Does Baseline Physiological Arousal Influence Inhibitory Control in Adults with Autism Spectrum Disorder?

Friday, May 13, 2016: 5:30 PM-7:00 PM
Hall A (Baltimore Convention Center)
M. Kuiper1, L. Verhoeven2 and H. M. Geurts3, (1)Research, Development & Innovation (RD&I); Brain & Cognition, Dr. Leo Kannerhuis; University of Amsterdam, Doorwerth, Netherlands, (2)Dr. Leo Kannerhuis, Doorwerth, Netherlands, (3)Dutch Autism & ADHD research center (d'Arc) Dept of Psychology, Brain and Cognition, University of Amsterdam; Dr. Leo Kannerhuis, Amsterdam, Netherlands

Cardiac autonomic functioning (a.k.a. physiological arousal) is increasingly acknowledge to be related to problems that people with autism spectrum disorder (ASD) encounter in daily life. Baseline physiological arousal has been suggested to modulate inhibitory control in typically developing (TD) individuals: when confronted with a stressor, low baseline arousal would lead to more prepotent response inhibition difficulties than high baseline arousal. Recent meta-analysis showed that people with ASD have prepotent response inhibition difficulties (effect size: 0.55). However, a significant amount of heterogeneity between the studies was observed, suggesting there are unknown factors that influence inhibitory control in people with ASD. Baseline physiological arousal could be one of these factors.
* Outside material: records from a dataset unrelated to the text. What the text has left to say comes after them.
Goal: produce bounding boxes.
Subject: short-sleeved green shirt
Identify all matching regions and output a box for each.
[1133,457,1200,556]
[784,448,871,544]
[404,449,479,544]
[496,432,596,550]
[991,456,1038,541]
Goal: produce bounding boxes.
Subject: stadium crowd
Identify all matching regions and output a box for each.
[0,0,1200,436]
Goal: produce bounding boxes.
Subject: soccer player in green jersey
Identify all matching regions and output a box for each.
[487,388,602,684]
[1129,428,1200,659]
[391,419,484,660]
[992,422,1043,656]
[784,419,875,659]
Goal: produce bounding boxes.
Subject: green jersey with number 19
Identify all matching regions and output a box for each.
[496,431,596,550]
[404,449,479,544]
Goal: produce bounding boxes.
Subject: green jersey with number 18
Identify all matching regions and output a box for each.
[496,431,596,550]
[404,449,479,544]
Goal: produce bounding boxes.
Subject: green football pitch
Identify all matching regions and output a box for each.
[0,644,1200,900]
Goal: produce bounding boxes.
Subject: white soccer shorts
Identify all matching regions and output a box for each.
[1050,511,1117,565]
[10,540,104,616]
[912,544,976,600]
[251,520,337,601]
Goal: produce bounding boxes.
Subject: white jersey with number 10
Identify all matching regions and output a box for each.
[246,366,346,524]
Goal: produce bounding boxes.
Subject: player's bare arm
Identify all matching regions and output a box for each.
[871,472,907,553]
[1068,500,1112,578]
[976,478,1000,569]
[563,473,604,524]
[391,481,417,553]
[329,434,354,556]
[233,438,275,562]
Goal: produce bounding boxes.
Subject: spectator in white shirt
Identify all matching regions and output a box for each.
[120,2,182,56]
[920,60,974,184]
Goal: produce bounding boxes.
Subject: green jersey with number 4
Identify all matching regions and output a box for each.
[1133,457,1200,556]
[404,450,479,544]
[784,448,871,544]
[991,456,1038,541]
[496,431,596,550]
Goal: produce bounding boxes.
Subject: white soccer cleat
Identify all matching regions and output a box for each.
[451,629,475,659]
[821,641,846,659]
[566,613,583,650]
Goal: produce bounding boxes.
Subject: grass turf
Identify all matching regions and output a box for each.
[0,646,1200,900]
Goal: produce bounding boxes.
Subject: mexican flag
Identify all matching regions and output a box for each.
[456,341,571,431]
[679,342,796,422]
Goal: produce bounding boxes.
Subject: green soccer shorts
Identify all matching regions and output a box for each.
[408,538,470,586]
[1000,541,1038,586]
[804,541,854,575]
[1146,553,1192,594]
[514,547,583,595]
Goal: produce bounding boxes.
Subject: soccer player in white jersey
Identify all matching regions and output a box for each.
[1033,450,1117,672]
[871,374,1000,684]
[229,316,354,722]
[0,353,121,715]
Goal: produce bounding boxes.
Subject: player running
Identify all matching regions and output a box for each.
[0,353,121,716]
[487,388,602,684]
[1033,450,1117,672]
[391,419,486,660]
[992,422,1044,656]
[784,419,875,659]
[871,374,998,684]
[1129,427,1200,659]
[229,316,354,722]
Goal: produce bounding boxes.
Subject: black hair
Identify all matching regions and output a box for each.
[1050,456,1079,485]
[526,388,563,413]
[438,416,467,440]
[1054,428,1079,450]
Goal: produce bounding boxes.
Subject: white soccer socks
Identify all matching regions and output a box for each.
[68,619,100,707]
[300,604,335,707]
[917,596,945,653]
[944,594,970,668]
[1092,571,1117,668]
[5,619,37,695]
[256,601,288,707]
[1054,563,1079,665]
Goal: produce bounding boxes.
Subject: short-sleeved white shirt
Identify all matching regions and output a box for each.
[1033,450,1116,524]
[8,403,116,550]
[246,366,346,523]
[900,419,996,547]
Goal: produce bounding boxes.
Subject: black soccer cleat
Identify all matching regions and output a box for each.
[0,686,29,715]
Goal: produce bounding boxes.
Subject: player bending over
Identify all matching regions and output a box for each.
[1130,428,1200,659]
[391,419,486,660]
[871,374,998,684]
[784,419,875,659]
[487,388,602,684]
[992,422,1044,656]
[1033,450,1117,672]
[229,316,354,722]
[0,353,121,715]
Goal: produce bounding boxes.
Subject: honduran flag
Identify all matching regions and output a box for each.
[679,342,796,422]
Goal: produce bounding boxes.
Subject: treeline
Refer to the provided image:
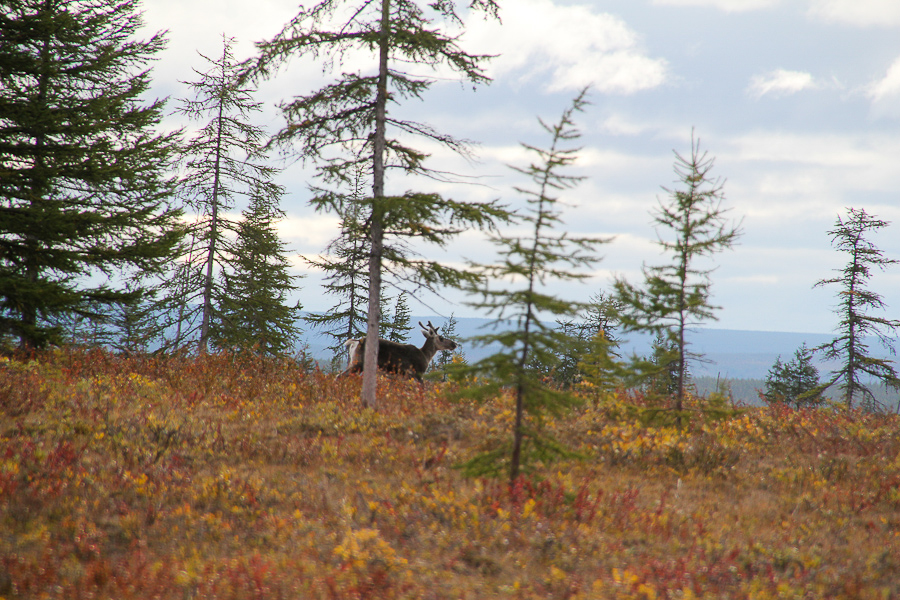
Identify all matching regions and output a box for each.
[0,0,900,450]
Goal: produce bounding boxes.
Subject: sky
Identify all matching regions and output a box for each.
[143,0,900,333]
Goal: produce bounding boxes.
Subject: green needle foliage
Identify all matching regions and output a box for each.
[450,92,606,482]
[0,0,181,348]
[615,136,741,422]
[162,36,282,352]
[210,188,301,356]
[815,208,900,410]
[763,344,822,408]
[237,0,508,407]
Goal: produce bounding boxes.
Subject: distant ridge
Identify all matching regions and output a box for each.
[304,315,888,379]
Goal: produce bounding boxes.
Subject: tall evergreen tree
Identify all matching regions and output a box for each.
[578,293,623,392]
[166,36,281,352]
[815,208,900,410]
[236,0,507,407]
[0,0,181,347]
[454,92,605,482]
[304,169,370,359]
[615,136,741,422]
[763,344,822,408]
[210,186,300,356]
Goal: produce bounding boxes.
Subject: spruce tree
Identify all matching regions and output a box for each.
[454,92,605,482]
[578,293,623,394]
[236,0,507,407]
[815,208,900,410]
[0,0,180,347]
[383,292,413,343]
[615,136,741,423]
[763,344,822,408]
[304,169,370,362]
[210,186,301,356]
[165,36,282,352]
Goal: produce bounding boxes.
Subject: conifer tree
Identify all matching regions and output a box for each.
[236,0,507,407]
[615,136,741,422]
[578,293,624,393]
[815,208,900,410]
[763,344,822,408]
[454,92,605,482]
[383,292,413,343]
[304,169,370,359]
[165,36,281,352]
[0,0,181,347]
[210,180,301,356]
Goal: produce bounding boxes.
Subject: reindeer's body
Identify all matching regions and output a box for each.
[338,321,456,381]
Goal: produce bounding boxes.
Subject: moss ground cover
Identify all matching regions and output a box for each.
[0,351,900,600]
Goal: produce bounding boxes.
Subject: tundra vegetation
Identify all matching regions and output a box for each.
[0,349,900,600]
[0,0,900,600]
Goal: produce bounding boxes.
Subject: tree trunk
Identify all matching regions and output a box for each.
[361,0,391,408]
[200,72,225,354]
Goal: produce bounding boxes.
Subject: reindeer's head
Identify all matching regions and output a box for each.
[419,321,457,350]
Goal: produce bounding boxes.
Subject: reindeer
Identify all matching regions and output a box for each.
[338,321,456,382]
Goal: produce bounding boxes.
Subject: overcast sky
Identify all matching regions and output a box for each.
[144,0,900,333]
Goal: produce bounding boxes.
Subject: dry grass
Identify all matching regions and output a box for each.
[0,352,900,600]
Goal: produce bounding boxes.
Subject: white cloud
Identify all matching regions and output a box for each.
[747,69,816,98]
[465,0,667,95]
[809,0,900,27]
[866,58,900,102]
[653,0,779,12]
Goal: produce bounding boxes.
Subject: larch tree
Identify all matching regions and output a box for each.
[449,91,607,483]
[815,208,900,410]
[236,0,508,407]
[615,136,741,423]
[165,36,281,353]
[0,0,181,348]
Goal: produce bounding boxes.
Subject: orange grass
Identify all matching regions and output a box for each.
[0,351,900,600]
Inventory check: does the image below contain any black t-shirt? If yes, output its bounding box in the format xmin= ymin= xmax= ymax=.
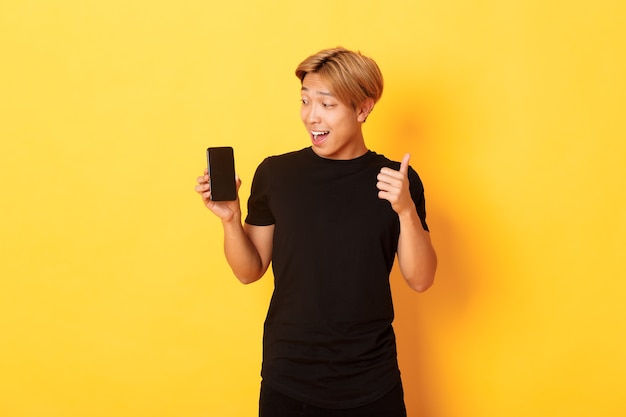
xmin=246 ymin=148 xmax=428 ymax=409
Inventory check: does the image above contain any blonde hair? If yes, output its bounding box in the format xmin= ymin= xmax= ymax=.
xmin=296 ymin=46 xmax=383 ymax=108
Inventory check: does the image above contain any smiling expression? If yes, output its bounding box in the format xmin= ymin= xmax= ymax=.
xmin=300 ymin=73 xmax=373 ymax=160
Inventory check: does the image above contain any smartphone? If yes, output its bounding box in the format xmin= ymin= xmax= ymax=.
xmin=206 ymin=146 xmax=237 ymax=201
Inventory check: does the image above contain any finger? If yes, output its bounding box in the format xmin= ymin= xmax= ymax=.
xmin=400 ymin=153 xmax=411 ymax=175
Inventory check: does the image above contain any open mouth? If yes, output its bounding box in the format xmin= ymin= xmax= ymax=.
xmin=311 ymin=130 xmax=330 ymax=144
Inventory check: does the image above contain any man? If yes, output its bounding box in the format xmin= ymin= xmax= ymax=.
xmin=196 ymin=48 xmax=437 ymax=417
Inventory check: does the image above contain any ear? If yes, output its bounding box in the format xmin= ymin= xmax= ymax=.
xmin=356 ymin=98 xmax=374 ymax=123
We aim to examine the influence of baseline physiological arousal on prepotent response inhibition.


Inhibitory control was measured with an emotional stop signal task (ESST) including neutral and negative pictures with stop signal reaction time (SSRT) as outcome measure. Participants were 32 male adults with ASD and 30 TD adults (age 18-45). Physiological arousal, at baseline and during the ESST, was indicated by heart rate variability (HRV). Data collection is expected to end in November 2015, with both groups containing 40 participants. Final results can be presented in May 2016.
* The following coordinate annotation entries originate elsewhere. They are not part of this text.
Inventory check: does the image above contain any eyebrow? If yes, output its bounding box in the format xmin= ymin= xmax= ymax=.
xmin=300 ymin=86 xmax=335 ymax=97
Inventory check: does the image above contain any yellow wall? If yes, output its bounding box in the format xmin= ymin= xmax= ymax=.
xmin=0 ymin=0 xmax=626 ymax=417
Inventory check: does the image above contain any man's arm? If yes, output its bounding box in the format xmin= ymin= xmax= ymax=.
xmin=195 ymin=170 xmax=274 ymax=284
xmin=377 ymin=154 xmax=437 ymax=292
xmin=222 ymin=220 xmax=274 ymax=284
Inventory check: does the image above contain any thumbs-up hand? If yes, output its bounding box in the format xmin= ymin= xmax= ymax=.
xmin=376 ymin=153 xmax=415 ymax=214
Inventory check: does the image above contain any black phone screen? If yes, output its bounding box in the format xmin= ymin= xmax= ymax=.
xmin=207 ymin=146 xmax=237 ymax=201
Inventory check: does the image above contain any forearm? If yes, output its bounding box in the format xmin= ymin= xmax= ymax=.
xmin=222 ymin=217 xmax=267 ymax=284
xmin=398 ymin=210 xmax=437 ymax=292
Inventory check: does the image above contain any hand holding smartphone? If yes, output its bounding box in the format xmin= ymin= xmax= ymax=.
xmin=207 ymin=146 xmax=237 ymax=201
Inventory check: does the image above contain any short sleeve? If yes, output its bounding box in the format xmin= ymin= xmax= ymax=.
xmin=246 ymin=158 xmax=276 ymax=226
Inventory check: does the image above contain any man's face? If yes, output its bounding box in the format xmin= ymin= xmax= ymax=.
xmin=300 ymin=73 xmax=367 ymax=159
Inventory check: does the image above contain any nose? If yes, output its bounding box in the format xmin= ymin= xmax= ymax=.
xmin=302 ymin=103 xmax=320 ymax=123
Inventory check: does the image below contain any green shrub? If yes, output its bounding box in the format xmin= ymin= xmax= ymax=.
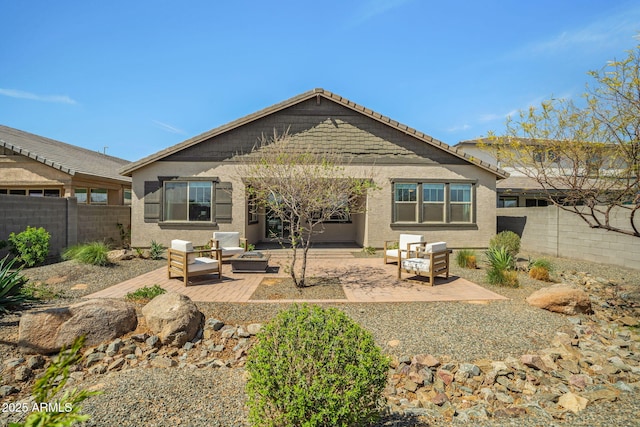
xmin=246 ymin=305 xmax=389 ymax=427
xmin=0 ymin=255 xmax=31 ymax=313
xmin=456 ymin=249 xmax=477 ymax=269
xmin=125 ymin=285 xmax=167 ymax=300
xmin=149 ymin=240 xmax=165 ymax=259
xmin=62 ymin=242 xmax=111 ymax=266
xmin=489 ymin=231 xmax=520 ymax=260
xmin=485 ymin=246 xmax=519 ymax=287
xmin=9 ymin=226 xmax=51 ymax=267
xmin=9 ymin=337 xmax=100 ymax=427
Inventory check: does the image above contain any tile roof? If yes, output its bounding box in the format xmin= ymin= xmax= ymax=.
xmin=0 ymin=125 xmax=131 ymax=182
xmin=120 ymin=89 xmax=509 ymax=178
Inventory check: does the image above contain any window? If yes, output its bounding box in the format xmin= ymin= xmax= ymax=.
xmin=449 ymin=184 xmax=471 ymax=222
xmin=393 ymin=182 xmax=475 ymax=224
xmin=90 ymin=188 xmax=108 ymax=205
xmin=74 ymin=188 xmax=87 ymax=203
xmin=247 ymin=191 xmax=258 ymax=224
xmin=123 ymin=188 xmax=131 ymax=205
xmin=393 ymin=184 xmax=418 ymax=222
xmin=164 ymin=181 xmax=213 ymax=222
xmin=422 ymin=184 xmax=445 ymax=222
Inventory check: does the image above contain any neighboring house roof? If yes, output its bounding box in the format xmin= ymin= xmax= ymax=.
xmin=0 ymin=125 xmax=131 ymax=183
xmin=120 ymin=89 xmax=509 ymax=179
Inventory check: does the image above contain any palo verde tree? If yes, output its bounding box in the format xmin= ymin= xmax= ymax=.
xmin=486 ymin=46 xmax=640 ymax=237
xmin=239 ymin=130 xmax=375 ymax=287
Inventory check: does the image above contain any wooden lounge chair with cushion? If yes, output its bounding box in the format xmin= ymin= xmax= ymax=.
xmin=167 ymin=240 xmax=222 ymax=286
xmin=384 ymin=234 xmax=427 ymax=264
xmin=211 ymin=231 xmax=248 ymax=258
xmin=398 ymin=242 xmax=451 ymax=286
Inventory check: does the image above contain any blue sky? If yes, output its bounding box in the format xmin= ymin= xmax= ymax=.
xmin=0 ymin=0 xmax=640 ymax=161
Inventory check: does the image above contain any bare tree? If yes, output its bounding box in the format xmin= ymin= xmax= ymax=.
xmin=486 ymin=46 xmax=640 ymax=237
xmin=239 ymin=130 xmax=376 ymax=287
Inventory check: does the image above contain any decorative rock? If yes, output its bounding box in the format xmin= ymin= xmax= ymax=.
xmin=558 ymin=393 xmax=589 ymax=414
xmin=527 ymin=283 xmax=592 ymax=316
xmin=18 ymin=299 xmax=138 ymax=354
xmin=84 ymin=353 xmax=106 ymax=368
xmin=142 ymin=292 xmax=204 ymax=347
xmin=207 ymin=319 xmax=224 ymax=331
xmin=151 ymin=356 xmax=177 ymax=368
xmin=145 ymin=335 xmax=161 ymax=348
xmin=27 ymin=354 xmax=45 ymax=370
xmin=247 ymin=323 xmax=262 ymax=335
xmin=411 ymin=354 xmax=440 ymax=369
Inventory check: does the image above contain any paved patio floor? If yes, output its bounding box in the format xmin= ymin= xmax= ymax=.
xmin=85 ymin=254 xmax=507 ymax=303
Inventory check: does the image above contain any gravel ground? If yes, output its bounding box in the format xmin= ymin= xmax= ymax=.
xmin=0 ymin=254 xmax=640 ymax=426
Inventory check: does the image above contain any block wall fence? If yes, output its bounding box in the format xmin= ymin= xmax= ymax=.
xmin=0 ymin=194 xmax=131 ymax=259
xmin=497 ymin=206 xmax=640 ymax=269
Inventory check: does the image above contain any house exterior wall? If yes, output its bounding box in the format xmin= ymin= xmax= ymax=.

Preliminary group comparisons revealed that the ASD group had significantly lower baseline HRV than the TD group. Both groups had similar SSRTs on the ESST. Using a median split on baseline HRV, both the ASD and TD group consisted of a significantly different low and high baseline HRV subgroup. The low ASD subgroup had significantly lower baseline HRV compared to the other three subgroups. The high ASD and high TD subgroup had similar baseline HRV. Mixed ANOVA analysis showed no interaction effect of baseline HRV on ESST, but indicated that all groups performed worse on the negative condition. Exploratory group comparisons revealed that the low ASD subgroup had significantly higher SSRTs compared to the high ASD subgroup.
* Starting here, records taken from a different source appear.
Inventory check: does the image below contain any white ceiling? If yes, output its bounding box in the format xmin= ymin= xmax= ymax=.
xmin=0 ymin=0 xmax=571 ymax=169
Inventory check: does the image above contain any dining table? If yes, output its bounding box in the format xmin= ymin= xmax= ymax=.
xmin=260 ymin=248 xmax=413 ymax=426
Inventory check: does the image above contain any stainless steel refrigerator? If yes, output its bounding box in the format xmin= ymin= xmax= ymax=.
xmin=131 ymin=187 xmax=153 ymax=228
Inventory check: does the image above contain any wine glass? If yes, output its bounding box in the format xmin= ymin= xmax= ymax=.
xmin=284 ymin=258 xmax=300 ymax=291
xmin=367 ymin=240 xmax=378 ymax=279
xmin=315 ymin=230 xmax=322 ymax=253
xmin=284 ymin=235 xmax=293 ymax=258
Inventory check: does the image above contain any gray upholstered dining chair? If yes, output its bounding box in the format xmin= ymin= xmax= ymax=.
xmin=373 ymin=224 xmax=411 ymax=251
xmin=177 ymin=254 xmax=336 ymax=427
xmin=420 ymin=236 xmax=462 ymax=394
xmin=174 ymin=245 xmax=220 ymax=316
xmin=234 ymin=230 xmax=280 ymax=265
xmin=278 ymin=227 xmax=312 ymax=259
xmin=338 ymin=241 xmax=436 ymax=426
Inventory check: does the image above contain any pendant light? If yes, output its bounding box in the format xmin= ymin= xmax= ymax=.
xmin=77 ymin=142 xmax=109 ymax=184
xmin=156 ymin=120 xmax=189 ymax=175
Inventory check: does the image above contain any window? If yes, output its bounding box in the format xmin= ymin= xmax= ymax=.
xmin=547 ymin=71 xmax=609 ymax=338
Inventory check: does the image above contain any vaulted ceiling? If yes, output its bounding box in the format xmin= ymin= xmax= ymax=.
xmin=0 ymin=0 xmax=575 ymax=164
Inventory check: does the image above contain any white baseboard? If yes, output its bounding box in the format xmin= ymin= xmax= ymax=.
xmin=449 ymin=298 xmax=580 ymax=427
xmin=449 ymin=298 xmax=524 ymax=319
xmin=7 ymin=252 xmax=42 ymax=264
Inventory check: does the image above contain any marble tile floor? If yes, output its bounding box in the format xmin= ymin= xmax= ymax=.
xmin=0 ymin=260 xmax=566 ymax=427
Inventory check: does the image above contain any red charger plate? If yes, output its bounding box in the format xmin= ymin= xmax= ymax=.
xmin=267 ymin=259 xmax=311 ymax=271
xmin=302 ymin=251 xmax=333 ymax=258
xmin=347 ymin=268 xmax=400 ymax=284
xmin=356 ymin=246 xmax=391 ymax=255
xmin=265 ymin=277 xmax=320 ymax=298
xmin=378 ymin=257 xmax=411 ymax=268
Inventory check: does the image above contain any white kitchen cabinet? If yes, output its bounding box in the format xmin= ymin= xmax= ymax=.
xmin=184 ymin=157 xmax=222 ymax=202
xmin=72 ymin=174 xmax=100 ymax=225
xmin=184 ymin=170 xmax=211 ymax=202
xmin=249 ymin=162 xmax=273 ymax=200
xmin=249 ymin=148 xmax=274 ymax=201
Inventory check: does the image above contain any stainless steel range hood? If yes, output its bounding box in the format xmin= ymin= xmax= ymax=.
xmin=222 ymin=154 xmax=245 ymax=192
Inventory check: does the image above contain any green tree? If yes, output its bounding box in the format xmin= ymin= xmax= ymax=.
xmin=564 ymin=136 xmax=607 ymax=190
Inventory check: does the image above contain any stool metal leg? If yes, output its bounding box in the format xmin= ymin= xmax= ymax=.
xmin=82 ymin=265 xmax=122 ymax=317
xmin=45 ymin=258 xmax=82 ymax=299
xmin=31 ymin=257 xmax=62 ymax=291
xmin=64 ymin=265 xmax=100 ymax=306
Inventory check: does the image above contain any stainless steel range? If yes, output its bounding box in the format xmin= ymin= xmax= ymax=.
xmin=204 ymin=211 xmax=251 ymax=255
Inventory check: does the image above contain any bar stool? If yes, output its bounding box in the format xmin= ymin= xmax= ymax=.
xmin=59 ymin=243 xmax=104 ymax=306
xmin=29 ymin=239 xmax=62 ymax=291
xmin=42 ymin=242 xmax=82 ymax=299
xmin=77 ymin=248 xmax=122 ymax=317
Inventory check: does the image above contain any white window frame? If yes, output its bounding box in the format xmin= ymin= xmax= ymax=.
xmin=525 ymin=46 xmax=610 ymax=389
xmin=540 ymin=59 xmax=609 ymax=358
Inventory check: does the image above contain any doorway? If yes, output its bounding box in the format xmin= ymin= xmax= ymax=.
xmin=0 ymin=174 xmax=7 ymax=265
These preliminary findings suggest that adults with ASD are more aroused at baseline compared to TD adults but have similar prepotent response inhibition abilities. Both groups showed more prepotent response inhibition difficulties when confronted with a stressor. So far, results suggest no influence of baseline HRV on prepotent response inhibition. Exploratory analysis suggest a low baseline HRV subgroup within the ASD population that seem to have more prepotent response inhibition difficulties than adults with ASD with higher baseline HRV.